特别注意这里的 HTTP 客户端的初始化方式,是适用于 Transfer-Encoding: chunked 模式的:
func watchEndpoints(client K8sClient, namespace, targetName string) (watchInterface, error) {
u, err := url.Parse(fmt.Sprintf("%s/api/v1/watch/namespaces/%s/endpoints/%s",
client.Host(), namespace, targetName))
if err != nil {
return nil, err
}
req, err := client.GetRequest(u.String())
if err != nil {
return nil, err
}
resp, err := client.Do(req)
if err != nil {
return nil, err
}
if resp.StatusCode != http.StatusOK {
defer resp.Body.Close()
return nil, fmt.Errorf("invalid response code %d", resp.StatusCode)
}
return newStreamWatcher(resp.Body), nil
}
0x07 Watcher 实现
接上一小节,Watcher 逻辑代码主要 在此,其本质就是 streamWatcher,streamWatcher 扮演了这么一种角色,先回想下一般的 HTTP 请求模型:
//...
resp, err := client.Do(req)
if err != nil {
//...
}
defer resp.Body.Close()
json.NewDecoder(resp.Body).Decode(&result)
//...
上面这个是非常普通的 HTTP 请求代码,其中的 resp.Body 的类型是 io.ReadCloser,在 HTTP 的 Transfer-Encoding: chunked 模式下,如果不关闭 resp.Body,那么就可以实现在这个 stream 长连接上不断的读取数据。

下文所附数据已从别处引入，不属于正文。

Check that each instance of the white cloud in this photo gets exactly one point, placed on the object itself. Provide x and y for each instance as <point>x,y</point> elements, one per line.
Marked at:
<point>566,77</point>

切记不要调用 defer resp.Body.Close()。
streamWatcher 的结构
streamWatcher 的结构如下,其中的 result chan Event 用于向外部传递解析的结果(HTTP-API 接口返回)
// Interface can be implemented by anything that knows how to watch and report changes.
type watchInterface interface {
// Stops watching. Will close the channel returned by ResultChan(). Releases
// any resources used by the watch.
Stop()
// Returns a chan which will receive all the events. If an error occurs
// or Stop() is called, this channel will be closed, in which case the
// watch should be completely cleaned up.
ResultChan() <-chan Event
}
// StreamWatcher turns any stream for which you can write a Decoder interface
// into a watch.Interface.
type streamWatcher struct {
result chan Event // 用来向外部传递解析 respose 的结果
r io.ReadCloser
decoder *json.Decoder
sync.Mutex
stopped bool
}
注意上面的 watchInterface 暴露的对外部的接口:
ResultChan方法:返回streamWatcher结构中的result chan Event成员给外部Stop方法:关闭整个streamWatcher的监听逻辑,清理资源并退出
streamWatcher 的实现是个非常经典的观察者模式。
初始化 NewStreamWatcher && Watcher
在 newStreamWatcher 中,通过单独调用 go sw.receive() 来开启独立的 Watcher 逻辑:
// NewStreamWatcher creates a StreamWatcher from the given io.ReadClosers.
func newStreamWatcher(r io.ReadCloser) watchInterface {
sw := &streamWatcher{
r: r,
decoder: json.NewDecoder(r),
result: make(chan Event),
}
go sw.receive()
return sw
}
// receive reads result from the decoder in a loop and sends down the result channel.
func (sw *streamWatcher) receive() {
defer close(sw.result)
defer sw.Stop() // 在此方法中关闭 resp.Body
//watcher LOOP
for {
// 通过 sw.Decode() 不停的触发 Read
obj, err := sw.Decode()
if err != nil {
// 错误处理
// Ignore expected error.
if sw.stopping() {
return
}
switch err {
case io.EOF:
// watch closed normally
case io.ErrUnexpectedEOF:
grpclog.Infof("kuberesolver: Unexpected EOF during watch stream event decoding: %v", err)
default:
grpclog.Infof("kuberesolver: Unable to decode an event from the watch stream: %v", err)
}
return
}
sw.result <- obj
}
}
最后看下 Decode 方法,解析 HTTP-API 的响应,将 JSON 序列化的结果返回:
// Decode blocks until it can return the next object in the writer. Returns an error
// if the writer is closed or an object can't be decoded.
func (sw *streamWatcher) Decode() (Event, error) {
var got Event
if err := sw.decoder.Decode(&got); err != nil {
return Event{}, err
}
switch got.Type {
case Added, Modified, Deleted, Error:
return got, nil
default:
return Event{}, fmt.Errorf("got invalid watch event type: %v", got.Type)
}
}
0x08 实践
0x09 总结
本文分析了使用 Kubernetes API 的方式来实现 gRPC 负载均衡的一种思路,项目中也是这么使用来实现 Kubernetes Service 的负载均衡的。